After re-boarding, our navigator steered down a side canal. I’ve read that Bangkok has been dubbed the “Venice of Asia” because of its canals, but that’s a stretch. And because of the floods, the canals had risen in their channels, swamping the houses along the banks. One woman stood knee-deep in water in her doorway, hanging laundry to dry in the eaves. Two men sat in folding metal chairs, ignoring the water swirling about their legs. We’d heard that crocodiles and snakes were an added flood concern and kept a lookout for serpentine swells in the current.
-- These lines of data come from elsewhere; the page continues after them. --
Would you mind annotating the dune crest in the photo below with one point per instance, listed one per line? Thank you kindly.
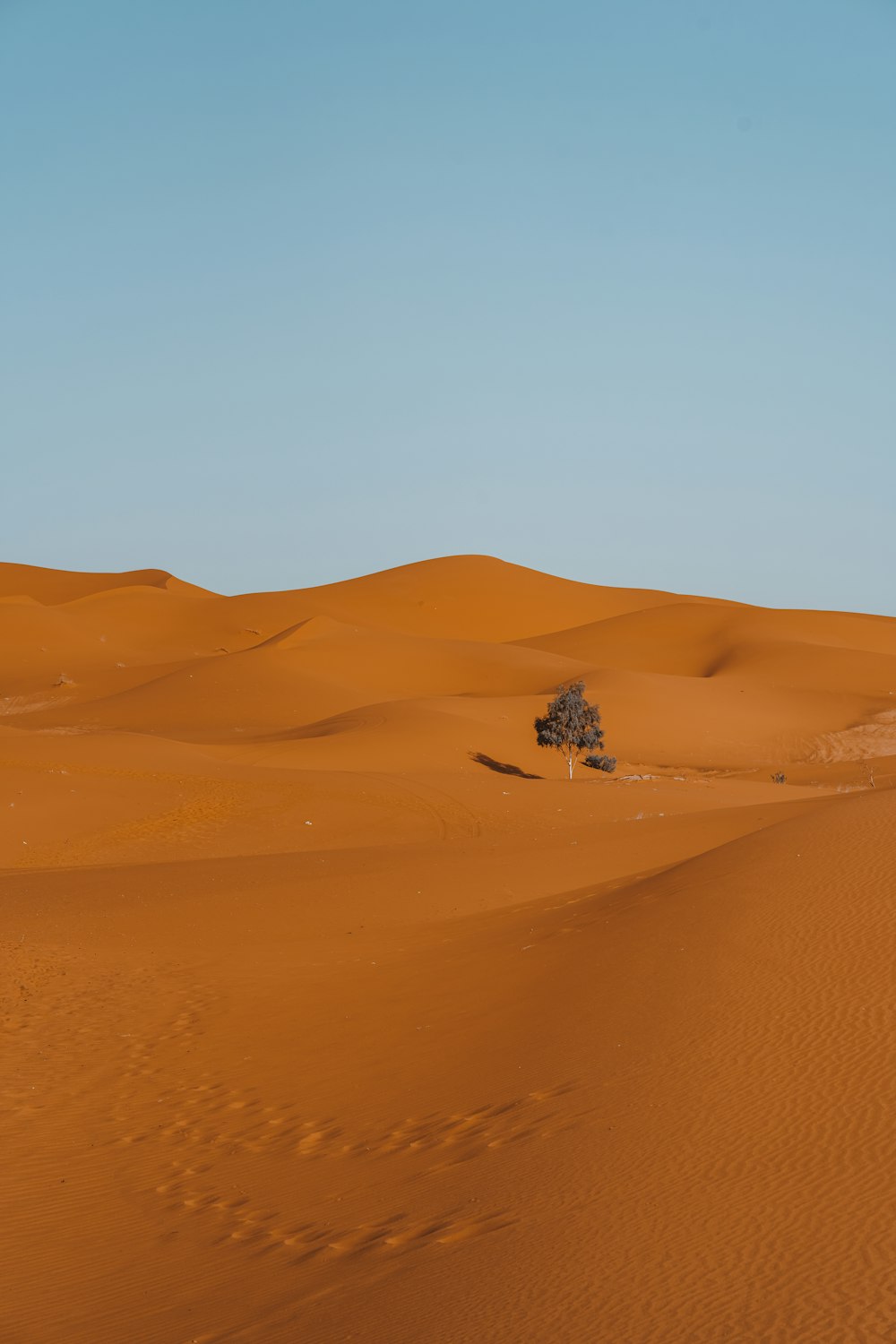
(332, 1010)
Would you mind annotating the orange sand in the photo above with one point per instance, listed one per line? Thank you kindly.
(332, 1011)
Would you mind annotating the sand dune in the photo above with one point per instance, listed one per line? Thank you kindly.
(331, 1010)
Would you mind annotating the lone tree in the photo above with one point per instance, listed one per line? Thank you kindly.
(571, 725)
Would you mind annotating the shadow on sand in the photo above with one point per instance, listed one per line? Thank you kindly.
(501, 766)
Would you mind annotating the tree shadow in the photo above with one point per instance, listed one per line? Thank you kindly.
(501, 766)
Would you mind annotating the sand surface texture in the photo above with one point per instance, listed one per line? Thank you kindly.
(331, 1010)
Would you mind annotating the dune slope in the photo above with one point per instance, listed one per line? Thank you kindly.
(331, 1010)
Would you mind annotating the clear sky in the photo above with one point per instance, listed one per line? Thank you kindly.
(300, 289)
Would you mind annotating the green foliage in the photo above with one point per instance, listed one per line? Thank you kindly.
(570, 725)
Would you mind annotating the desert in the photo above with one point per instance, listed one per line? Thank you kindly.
(333, 1010)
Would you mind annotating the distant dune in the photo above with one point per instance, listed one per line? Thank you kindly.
(332, 1010)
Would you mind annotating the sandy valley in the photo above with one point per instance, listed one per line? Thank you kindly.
(331, 1010)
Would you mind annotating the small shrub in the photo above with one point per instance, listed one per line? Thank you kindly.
(600, 762)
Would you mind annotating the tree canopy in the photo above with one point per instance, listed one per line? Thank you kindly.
(570, 725)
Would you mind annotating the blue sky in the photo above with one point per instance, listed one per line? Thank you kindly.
(298, 290)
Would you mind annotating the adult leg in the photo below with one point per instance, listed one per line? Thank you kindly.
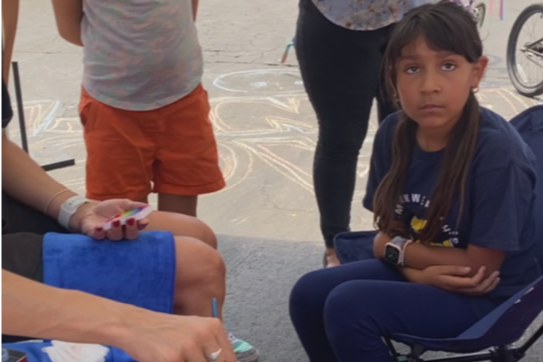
(200, 277)
(340, 69)
(309, 297)
(358, 314)
(182, 225)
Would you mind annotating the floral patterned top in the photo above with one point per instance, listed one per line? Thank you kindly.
(366, 14)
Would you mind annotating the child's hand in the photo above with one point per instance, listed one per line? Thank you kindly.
(379, 245)
(456, 279)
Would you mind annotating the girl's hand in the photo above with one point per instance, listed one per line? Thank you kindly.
(455, 279)
(91, 217)
(379, 245)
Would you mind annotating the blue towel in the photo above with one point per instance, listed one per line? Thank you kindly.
(141, 273)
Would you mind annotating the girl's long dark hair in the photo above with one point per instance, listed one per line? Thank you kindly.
(445, 26)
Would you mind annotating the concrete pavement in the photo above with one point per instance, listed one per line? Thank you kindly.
(267, 218)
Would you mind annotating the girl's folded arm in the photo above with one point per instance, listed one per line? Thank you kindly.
(419, 256)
Our ultimate destination was the white-walled Grand Palace and the temple, Wat Phra Kaeo. At the main gate, we discovered we had one hour until closing. Bad timing. We discussed postponing the visit, but Bangkok is huge, and our days, unpredictable. While we had no idea the degree of truth to that, we decided to stay and hurry. So we ran. Literally.
The guards were not impressed with our need for speed, nor with the girls’ shorts and bare shoulders. Casey and Karis were forced to make a detour to the tourist office to borrow appropriate cover-ups at the cost of precious time and a hefty deposit.
Once properly clothed, we ran up the steps, kicked off our shoes, as required, and dashed in to see the emerald Buddha. We zipped past garishly colored guardians, snarling and angry with their curved scimitars. We squinted at the gleaming gold chedi tower that houses a piece of Buddha’s breastbone. We whirled the length of the Grand Palace and watched the changing of the guard. Silvery sun rays escaped mounding gray clouds to illuminate spires, peaks and finials. Magic. My idea of Asia. But the crowds had thinned and uniformed staff were sweeping. “I don’t want to lose our deposit,” said Casey. “We’ve got to wrap this up.” Right. Next time, we’ll hit the palace first.
The scene outside the walls was disturbing. Murky water seeped from catch basins and crept down the road. We stood at the bus stop, eyes fixed on a spot on the sidewalk to gauge the rate of the water’s rise: how long before that spot disappeared beneath liquid fingers? Not long.
Naturally, the bus we wanted had pulled away just as we passed through the palace gate, and we had no idea when the next one was due. We stood and waited, exchanging anxious smiles with those around us, all of us tracking the advance of the water, watching as cars and tuk tuks plowed along sending waves splashing against the curb. How far inland might crocodiles come?
As pedestrians lifted their pant legs to cross the road, I wondered, would we have trouble leaving Bangkok? Day after tomorrow, the girls planned to take a train south to the islands and we were due to fly home. None of us wished to extend our stay.